The technology business week: Ericsson cuts jobs, UPC Ireland subscribers near 1m


12 Nov 2012

Following cuts in Sweden, Ericsson announces 100 jobs to go in Athlone

A digest of the top business technology news stories from the past week.

Following cuts in Sweden, Ericsson announces 100 jobs to go in Athlone

Ericsson has announced 100 job losses for employees involved in its legacy products at its software campus in Blyry Industrial Estate, Athlone, Co Westmeath.

According to a report from RTÉ News, Ericsson has stated that research and development at the plant will continue.

This follows an announcement on 7 November regarding Ericsson’s plans to scale back its operations in Sweden, where the company is headquartered.

In its efforts to reduce costs, 1,550 jobs were cut in numerous sites across Sweden and in all parts of the organisation, with all employees affected to be informed by March 2013.

UPC Ireland total subscriber levels approaching 1m, also nearing 300k broadband users

Some 300,000 out of UPC Ireland’s total 969,200 subscribers are now signed up for broadband, the company revealed. The company said its seven-year €500m investment in fibre is paying technological dividends with services of up to 150Mbps available to consumers.

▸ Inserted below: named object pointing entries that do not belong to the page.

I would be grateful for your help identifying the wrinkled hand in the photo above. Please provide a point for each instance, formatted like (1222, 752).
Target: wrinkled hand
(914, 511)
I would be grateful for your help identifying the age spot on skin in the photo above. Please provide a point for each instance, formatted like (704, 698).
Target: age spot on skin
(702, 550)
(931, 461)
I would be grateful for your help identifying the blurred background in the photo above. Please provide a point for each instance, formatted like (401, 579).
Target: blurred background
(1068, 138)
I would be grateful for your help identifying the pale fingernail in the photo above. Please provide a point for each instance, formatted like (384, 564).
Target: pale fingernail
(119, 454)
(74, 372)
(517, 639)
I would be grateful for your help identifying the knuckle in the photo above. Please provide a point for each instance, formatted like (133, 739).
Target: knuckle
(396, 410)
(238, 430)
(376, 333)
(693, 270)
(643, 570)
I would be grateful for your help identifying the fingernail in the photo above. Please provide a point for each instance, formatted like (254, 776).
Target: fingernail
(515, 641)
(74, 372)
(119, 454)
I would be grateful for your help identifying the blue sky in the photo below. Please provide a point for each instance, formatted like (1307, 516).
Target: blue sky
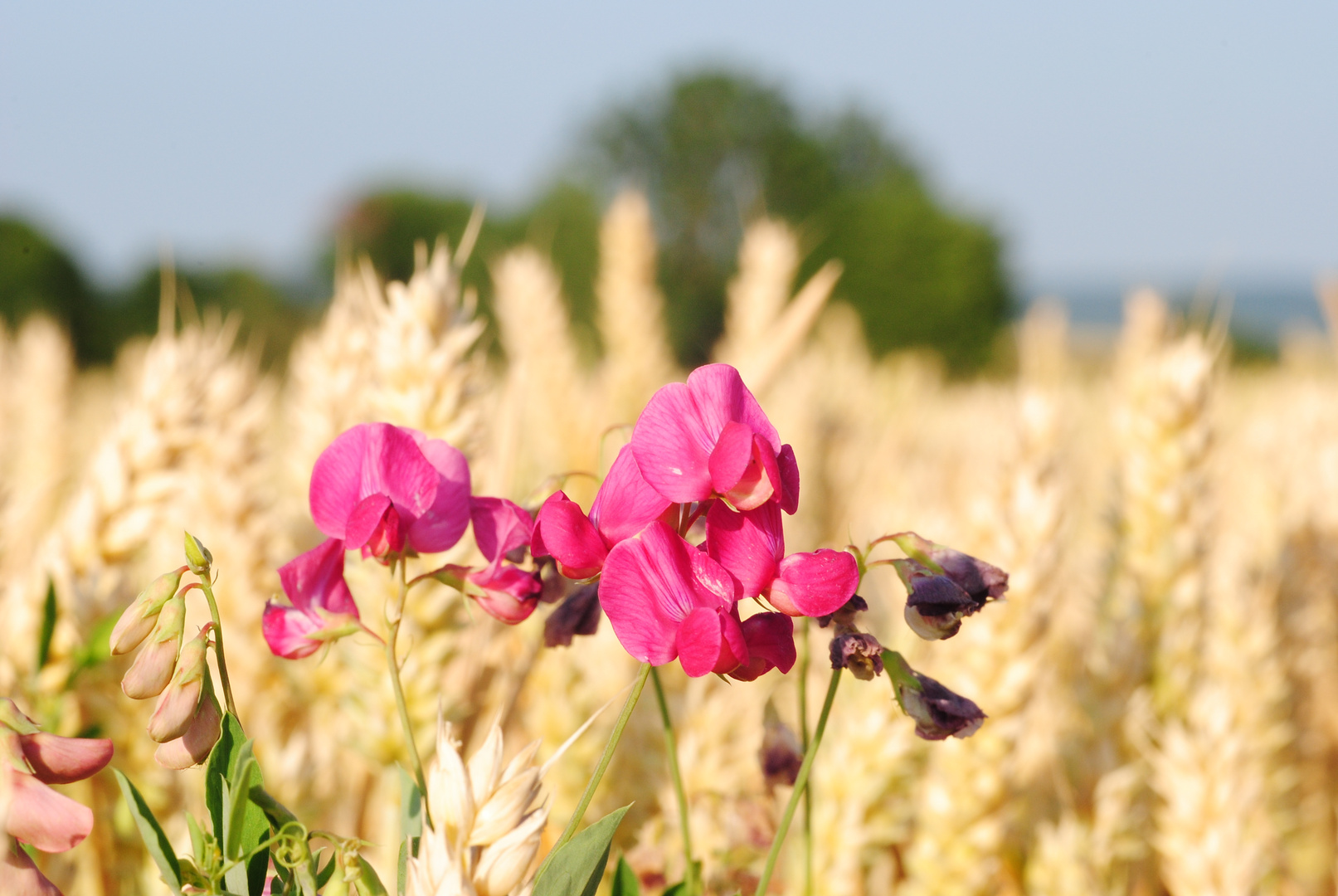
(1107, 139)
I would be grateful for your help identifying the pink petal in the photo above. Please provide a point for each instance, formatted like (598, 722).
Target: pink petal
(61, 760)
(748, 544)
(45, 819)
(316, 579)
(814, 585)
(286, 631)
(771, 645)
(722, 396)
(698, 640)
(646, 590)
(443, 523)
(672, 446)
(625, 502)
(788, 479)
(499, 526)
(567, 535)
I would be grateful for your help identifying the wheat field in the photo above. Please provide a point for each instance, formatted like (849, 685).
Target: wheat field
(1161, 681)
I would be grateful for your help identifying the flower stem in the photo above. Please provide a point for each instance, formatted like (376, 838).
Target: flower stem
(604, 764)
(800, 784)
(803, 736)
(392, 621)
(218, 645)
(689, 875)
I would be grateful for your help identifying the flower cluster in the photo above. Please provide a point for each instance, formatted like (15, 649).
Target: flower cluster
(700, 451)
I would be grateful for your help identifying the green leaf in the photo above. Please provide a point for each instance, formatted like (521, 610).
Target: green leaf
(577, 868)
(625, 882)
(152, 834)
(48, 625)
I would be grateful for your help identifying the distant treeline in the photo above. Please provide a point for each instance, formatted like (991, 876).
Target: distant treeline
(712, 151)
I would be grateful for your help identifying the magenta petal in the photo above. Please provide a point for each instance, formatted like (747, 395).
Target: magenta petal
(815, 585)
(45, 819)
(443, 523)
(625, 502)
(316, 579)
(750, 544)
(499, 526)
(788, 479)
(646, 590)
(567, 535)
(674, 447)
(698, 640)
(286, 631)
(61, 760)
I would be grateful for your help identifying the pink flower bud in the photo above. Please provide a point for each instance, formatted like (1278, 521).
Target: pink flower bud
(177, 705)
(139, 616)
(154, 665)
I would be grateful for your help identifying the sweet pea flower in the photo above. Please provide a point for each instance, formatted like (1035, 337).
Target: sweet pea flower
(622, 506)
(752, 546)
(709, 437)
(321, 605)
(390, 489)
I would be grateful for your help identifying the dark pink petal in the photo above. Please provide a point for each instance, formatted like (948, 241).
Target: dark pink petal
(814, 585)
(750, 544)
(316, 579)
(625, 502)
(698, 640)
(771, 645)
(61, 760)
(674, 447)
(499, 526)
(646, 590)
(722, 396)
(788, 479)
(563, 533)
(286, 631)
(443, 523)
(45, 819)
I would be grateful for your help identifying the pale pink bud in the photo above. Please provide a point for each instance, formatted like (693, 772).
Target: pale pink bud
(139, 616)
(154, 665)
(177, 705)
(194, 745)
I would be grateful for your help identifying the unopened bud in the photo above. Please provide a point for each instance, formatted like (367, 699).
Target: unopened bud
(781, 753)
(577, 616)
(154, 665)
(198, 555)
(139, 616)
(194, 745)
(178, 703)
(938, 712)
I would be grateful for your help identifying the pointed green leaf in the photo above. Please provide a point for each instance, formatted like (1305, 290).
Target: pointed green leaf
(577, 868)
(152, 834)
(625, 882)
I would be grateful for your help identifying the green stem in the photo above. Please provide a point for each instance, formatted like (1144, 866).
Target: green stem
(218, 645)
(803, 736)
(689, 875)
(604, 764)
(392, 622)
(800, 782)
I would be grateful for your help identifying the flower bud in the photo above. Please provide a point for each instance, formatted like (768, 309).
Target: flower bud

During the third quarter, UPC proved its cable broadband infrastructure was capable of reaching speeds as high as 1.4Gbps over a standard home cable.

Overall subscriber levels grew by 110,000 or 13pc to 969,200 year-on-year.

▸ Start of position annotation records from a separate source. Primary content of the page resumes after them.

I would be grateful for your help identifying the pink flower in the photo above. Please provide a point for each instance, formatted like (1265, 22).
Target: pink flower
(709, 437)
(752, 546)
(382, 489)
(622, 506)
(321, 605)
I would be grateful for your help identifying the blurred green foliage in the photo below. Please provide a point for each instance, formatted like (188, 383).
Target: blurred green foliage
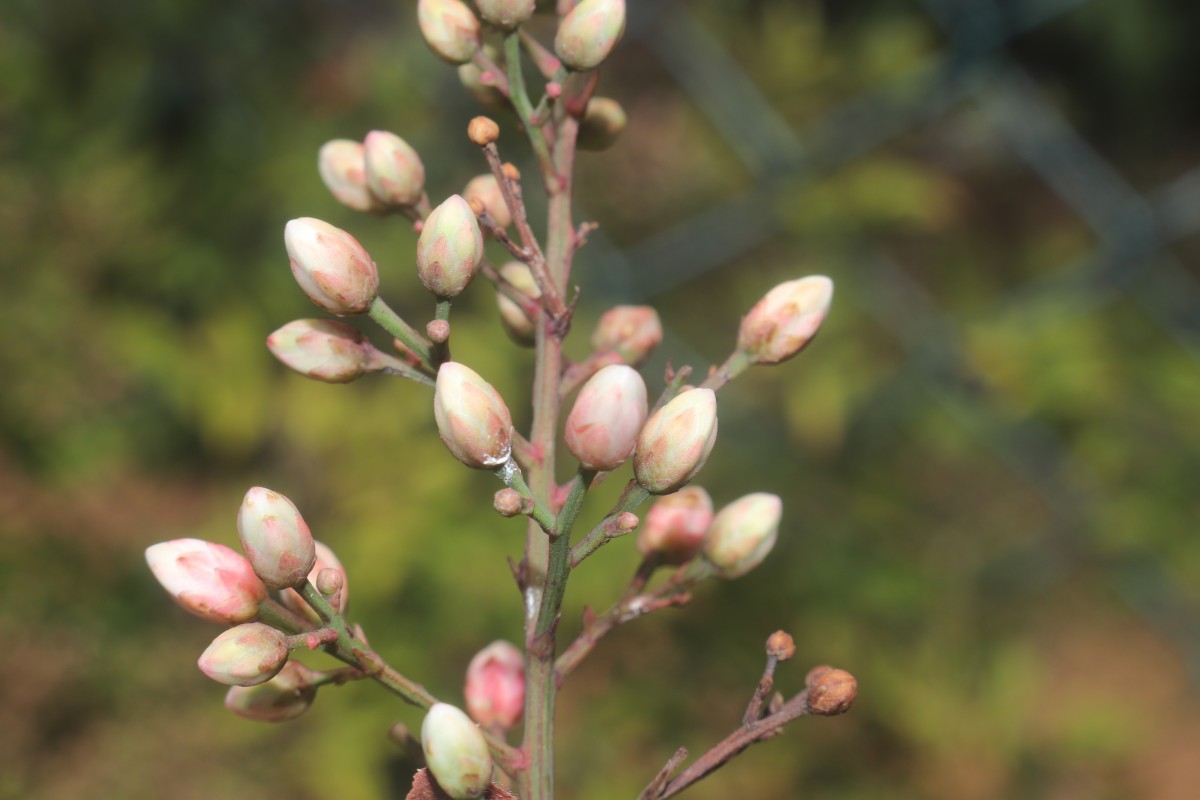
(1005, 619)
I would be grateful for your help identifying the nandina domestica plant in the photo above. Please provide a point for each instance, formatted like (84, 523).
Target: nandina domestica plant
(477, 753)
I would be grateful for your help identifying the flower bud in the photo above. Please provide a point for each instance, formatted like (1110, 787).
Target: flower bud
(785, 319)
(676, 524)
(519, 326)
(495, 686)
(630, 331)
(283, 697)
(245, 655)
(473, 420)
(743, 533)
(208, 579)
(601, 124)
(449, 28)
(343, 172)
(505, 13)
(676, 441)
(450, 248)
(455, 752)
(325, 560)
(487, 191)
(394, 172)
(603, 426)
(587, 35)
(275, 539)
(331, 266)
(322, 349)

Broadband subscriber levels of 294,300 customers are up 22pc.

The company’s phone business grew 55pc year-on-year to 223,400 paying customers.

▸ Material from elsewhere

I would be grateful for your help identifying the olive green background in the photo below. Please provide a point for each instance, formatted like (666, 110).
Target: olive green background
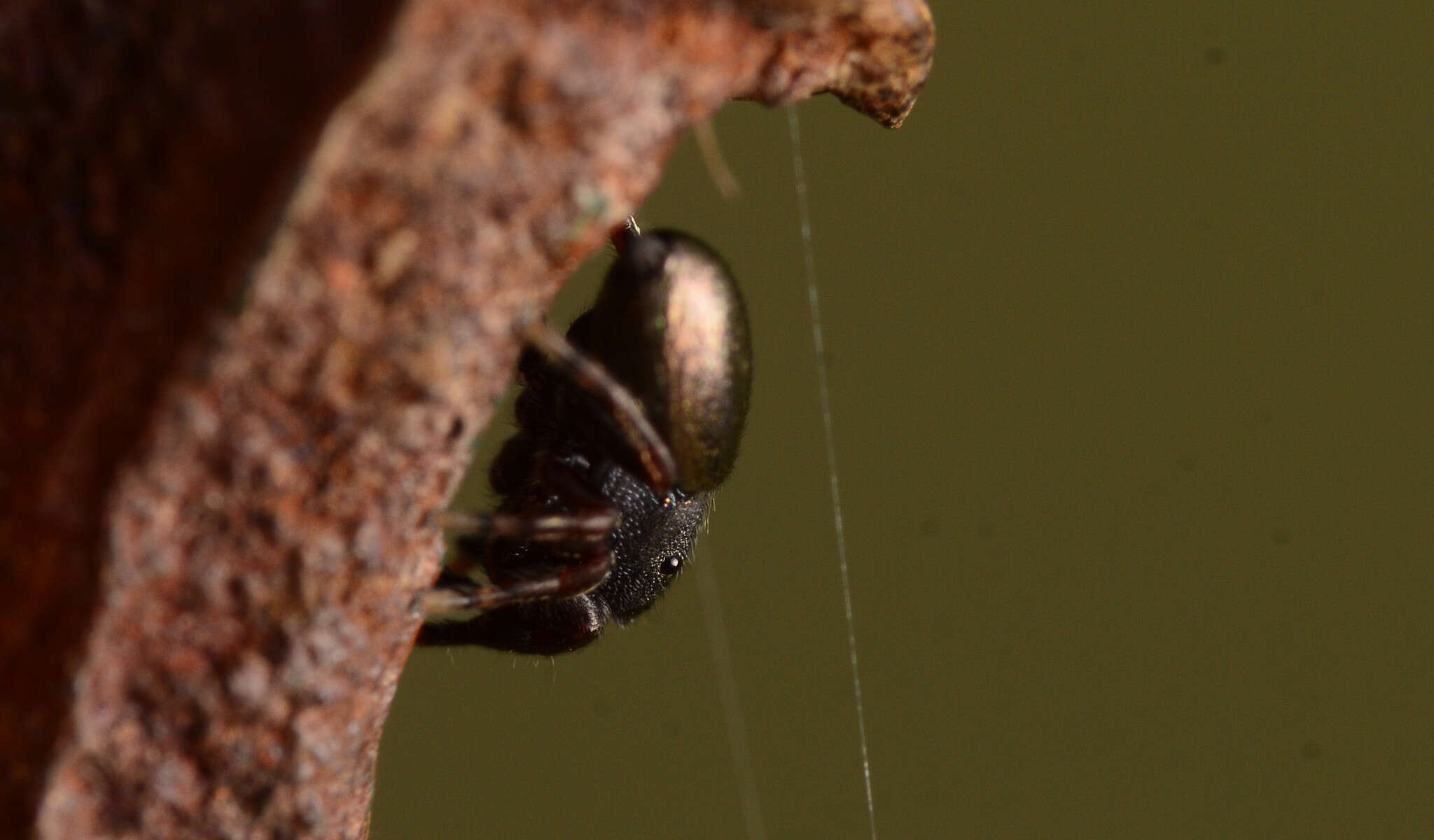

Some 384,000 premises are signed up to the company’s digital TV service.

During the quarter, entry-level speeds for the company’s fibre broadband services increased to 50Mbps, mid-tier moved to 100Mbps and top tier now stands at 150Mbps.

Smart device sales to bypass 1bn in 2013 – Gartner

Some 821m smart devices will be bought worldwide this year, accounting for 70pc of total devices sold in 2012, and the number of smart devices sold in 2013 will exceed the 1bn mark, Gartner Inc reports.

Smart devices include smartphones and tablet computers, and the surge in sales can be attributed to the consumerisation of IT, according to Gartner.

Tablets will be the key accelerator to mobility, said Gartner, which estimated that in 2012 purchases of tablets by businesses will reach 13m units and will more than triple by 2016, to reach 53m units. 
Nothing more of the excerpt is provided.